Question

Identify each of the differential equations as type (for example, separable, linear first order, linear second order, etc.), and then solve it. $$(y+2 x) d x-x d y=0$$

Short answer

The given equation is separable. The solution is y+2x=m x ln y=-2

Step-by-step solution

Identify the type of differential equation

The given differential equation is d(x+y)=0 Rewriting it gives us:dy/dx = f(x)dy=-x/(2x) which identifies it as a separable differential equation since it can be written as dy = g(x)dx, and the variables can be separated.

Separate the variables

Separate the variables by dividing both sides by (y+2x).dx/(y+2x)d(y+2x=1)ydx/dxy-(2in)dx/dx=dxd(x)+2dx=0

Integrate both sides

Integrate both sides of the equation: pm the function gives. $$g()$ m+Int dx = c( x*x.0-d8pm*dx)

Solve for the constant.

Rewrite the integrated terms to solve for the constant: y+2x-c8dx = ln (c+p) +c8.

Simplify the solution

Interestingly, it can be written asy y=-2xln(m*x)

Key concepts

First-Order Differential Equations

First-order differential equations involve the first derivative of a function but no higher-order derivatives.
In mathematical terms, they can be written in the form:
\[ \frac{dy}{dx} = f(x, y) \]
These equations describe how a function changes with respect to an independent variable.
Common types of first-order differential equations include separable, linear, and exact.
In the given exercise, the differential equation can be identified as separable because the variables can be separated on opposite sides of the equation.
Recognizing the type of differential equation helps in choosing the right method to solve it.

Integration

Integration is a fundamental concept in calculus used to find the antiderivative or the area under a curve.
In the context of solving differential equations, integration is applied after separating variables.
Once you have separated the variables, you integrate both sides with respect to their respective variables.
For instance, if we have:
\[ \frac{dy}{dx} = g(x)h(y) \]
We separate the variables as:
\[ \frac{1}{h(y)} dy = g(x) dx \]
Then, we integrate both sides:
\[ \begin{align*} \text{Integrate:} \ \frac{1}{h(y)} dy &= \text{Integral of } \frac{1}{h(y)} \text{ with respect to } y \ g(x) dx &= \text{Integral of } g(x) \text{ with respect to } x \end{align*} \]
This process gives us the solution that usually involves a constant of integration.
Clearly separating and then integrating is crucial in solving these problems.

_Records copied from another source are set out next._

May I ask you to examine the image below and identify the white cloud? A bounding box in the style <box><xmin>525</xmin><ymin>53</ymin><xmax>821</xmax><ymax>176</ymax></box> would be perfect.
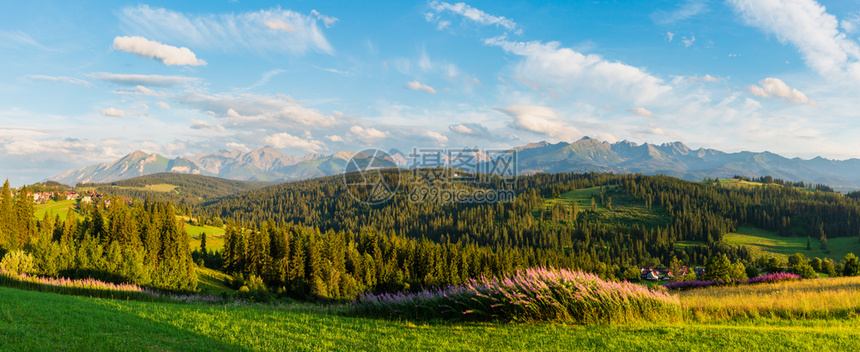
<box><xmin>89</xmin><ymin>72</ymin><xmax>197</xmax><ymax>87</ymax></box>
<box><xmin>406</xmin><ymin>81</ymin><xmax>436</xmax><ymax>94</ymax></box>
<box><xmin>24</xmin><ymin>75</ymin><xmax>93</xmax><ymax>87</ymax></box>
<box><xmin>485</xmin><ymin>38</ymin><xmax>672</xmax><ymax>105</ymax></box>
<box><xmin>496</xmin><ymin>105</ymin><xmax>581</xmax><ymax>140</ymax></box>
<box><xmin>702</xmin><ymin>75</ymin><xmax>723</xmax><ymax>82</ymax></box>
<box><xmin>424</xmin><ymin>131</ymin><xmax>448</xmax><ymax>146</ymax></box>
<box><xmin>624</xmin><ymin>107</ymin><xmax>654</xmax><ymax>119</ymax></box>
<box><xmin>651</xmin><ymin>0</ymin><xmax>708</xmax><ymax>24</ymax></box>
<box><xmin>425</xmin><ymin>1</ymin><xmax>522</xmax><ymax>34</ymax></box>
<box><xmin>311</xmin><ymin>10</ymin><xmax>340</xmax><ymax>28</ymax></box>
<box><xmin>263</xmin><ymin>18</ymin><xmax>296</xmax><ymax>32</ymax></box>
<box><xmin>102</xmin><ymin>108</ymin><xmax>125</xmax><ymax>117</ymax></box>
<box><xmin>191</xmin><ymin>119</ymin><xmax>224</xmax><ymax>132</ymax></box>
<box><xmin>749</xmin><ymin>78</ymin><xmax>815</xmax><ymax>105</ymax></box>
<box><xmin>119</xmin><ymin>5</ymin><xmax>334</xmax><ymax>55</ymax></box>
<box><xmin>134</xmin><ymin>85</ymin><xmax>160</xmax><ymax>97</ymax></box>
<box><xmin>349</xmin><ymin>125</ymin><xmax>390</xmax><ymax>142</ymax></box>
<box><xmin>728</xmin><ymin>0</ymin><xmax>860</xmax><ymax>81</ymax></box>
<box><xmin>113</xmin><ymin>37</ymin><xmax>206</xmax><ymax>66</ymax></box>
<box><xmin>263</xmin><ymin>132</ymin><xmax>325</xmax><ymax>151</ymax></box>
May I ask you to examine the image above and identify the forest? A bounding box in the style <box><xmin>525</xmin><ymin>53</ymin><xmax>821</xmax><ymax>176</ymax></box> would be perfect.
<box><xmin>0</xmin><ymin>172</ymin><xmax>860</xmax><ymax>299</ymax></box>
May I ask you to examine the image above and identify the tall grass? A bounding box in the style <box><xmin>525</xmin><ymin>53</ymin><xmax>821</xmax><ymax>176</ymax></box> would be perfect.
<box><xmin>0</xmin><ymin>269</ymin><xmax>222</xmax><ymax>303</ymax></box>
<box><xmin>347</xmin><ymin>268</ymin><xmax>681</xmax><ymax>324</ymax></box>
<box><xmin>680</xmin><ymin>277</ymin><xmax>860</xmax><ymax>322</ymax></box>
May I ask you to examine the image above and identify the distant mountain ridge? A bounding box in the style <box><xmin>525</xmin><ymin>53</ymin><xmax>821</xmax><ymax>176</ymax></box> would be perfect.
<box><xmin>49</xmin><ymin>137</ymin><xmax>860</xmax><ymax>189</ymax></box>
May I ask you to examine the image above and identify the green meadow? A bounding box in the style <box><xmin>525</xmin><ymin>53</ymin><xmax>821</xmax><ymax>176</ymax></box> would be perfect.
<box><xmin>534</xmin><ymin>186</ymin><xmax>669</xmax><ymax>232</ymax></box>
<box><xmin>0</xmin><ymin>287</ymin><xmax>860</xmax><ymax>351</ymax></box>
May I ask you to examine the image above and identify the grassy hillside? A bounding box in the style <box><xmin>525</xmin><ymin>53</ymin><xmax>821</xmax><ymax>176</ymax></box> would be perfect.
<box><xmin>723</xmin><ymin>226</ymin><xmax>860</xmax><ymax>260</ymax></box>
<box><xmin>185</xmin><ymin>224</ymin><xmax>224</xmax><ymax>250</ymax></box>
<box><xmin>0</xmin><ymin>288</ymin><xmax>860</xmax><ymax>351</ymax></box>
<box><xmin>535</xmin><ymin>186</ymin><xmax>669</xmax><ymax>229</ymax></box>
<box><xmin>35</xmin><ymin>199</ymin><xmax>78</xmax><ymax>220</ymax></box>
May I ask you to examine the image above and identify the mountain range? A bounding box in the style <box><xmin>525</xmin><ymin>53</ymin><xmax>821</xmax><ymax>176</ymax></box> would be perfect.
<box><xmin>49</xmin><ymin>137</ymin><xmax>860</xmax><ymax>189</ymax></box>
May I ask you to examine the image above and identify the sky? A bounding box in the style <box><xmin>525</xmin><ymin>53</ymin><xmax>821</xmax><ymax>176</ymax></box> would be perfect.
<box><xmin>0</xmin><ymin>0</ymin><xmax>860</xmax><ymax>185</ymax></box>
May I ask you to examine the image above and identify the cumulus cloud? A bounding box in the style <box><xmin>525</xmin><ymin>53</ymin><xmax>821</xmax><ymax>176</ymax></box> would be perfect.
<box><xmin>263</xmin><ymin>132</ymin><xmax>325</xmax><ymax>151</ymax></box>
<box><xmin>425</xmin><ymin>1</ymin><xmax>522</xmax><ymax>34</ymax></box>
<box><xmin>191</xmin><ymin>119</ymin><xmax>224</xmax><ymax>132</ymax></box>
<box><xmin>728</xmin><ymin>0</ymin><xmax>860</xmax><ymax>81</ymax></box>
<box><xmin>263</xmin><ymin>18</ymin><xmax>296</xmax><ymax>32</ymax></box>
<box><xmin>119</xmin><ymin>5</ymin><xmax>334</xmax><ymax>55</ymax></box>
<box><xmin>89</xmin><ymin>72</ymin><xmax>197</xmax><ymax>87</ymax></box>
<box><xmin>311</xmin><ymin>10</ymin><xmax>340</xmax><ymax>28</ymax></box>
<box><xmin>485</xmin><ymin>38</ymin><xmax>672</xmax><ymax>104</ymax></box>
<box><xmin>496</xmin><ymin>105</ymin><xmax>581</xmax><ymax>140</ymax></box>
<box><xmin>113</xmin><ymin>37</ymin><xmax>206</xmax><ymax>66</ymax></box>
<box><xmin>24</xmin><ymin>75</ymin><xmax>93</xmax><ymax>87</ymax></box>
<box><xmin>406</xmin><ymin>81</ymin><xmax>436</xmax><ymax>94</ymax></box>
<box><xmin>650</xmin><ymin>0</ymin><xmax>708</xmax><ymax>24</ymax></box>
<box><xmin>448</xmin><ymin>122</ymin><xmax>493</xmax><ymax>138</ymax></box>
<box><xmin>102</xmin><ymin>108</ymin><xmax>125</xmax><ymax>117</ymax></box>
<box><xmin>749</xmin><ymin>78</ymin><xmax>815</xmax><ymax>105</ymax></box>
<box><xmin>624</xmin><ymin>107</ymin><xmax>654</xmax><ymax>119</ymax></box>
<box><xmin>424</xmin><ymin>131</ymin><xmax>448</xmax><ymax>146</ymax></box>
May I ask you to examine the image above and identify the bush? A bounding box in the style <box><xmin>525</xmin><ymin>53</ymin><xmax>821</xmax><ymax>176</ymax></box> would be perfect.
<box><xmin>348</xmin><ymin>269</ymin><xmax>680</xmax><ymax>323</ymax></box>
<box><xmin>791</xmin><ymin>263</ymin><xmax>817</xmax><ymax>279</ymax></box>
<box><xmin>0</xmin><ymin>250</ymin><xmax>36</xmax><ymax>274</ymax></box>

Solving Differential Equations

Solving a differential equation involves finding a function that satisfies the given equation.
The steps usually include:

• Identifying the type of differential equation.
• Separating variables (if possible).
• Integrating both sides.
• Solving for the constant of integration.
• Simplifying the solution.

In the given exercise:

• The equation was identified as a separable differential equation.
• Variables were separated: \[ (y+2x) dx - x dy = 0 \]
• The equation was rearranged and integrated: \[ \frac{dy}{dx} = -\frac{x}{y+2x} \]
• Both sides were integrated and simplified to find the general solution: \[ y + 2x = C \]

Solving differential equations often involves these systematic steps.
Each step needs to be carefully executed for accurate results.
Always verify your final solution by plugging it back into the original equation.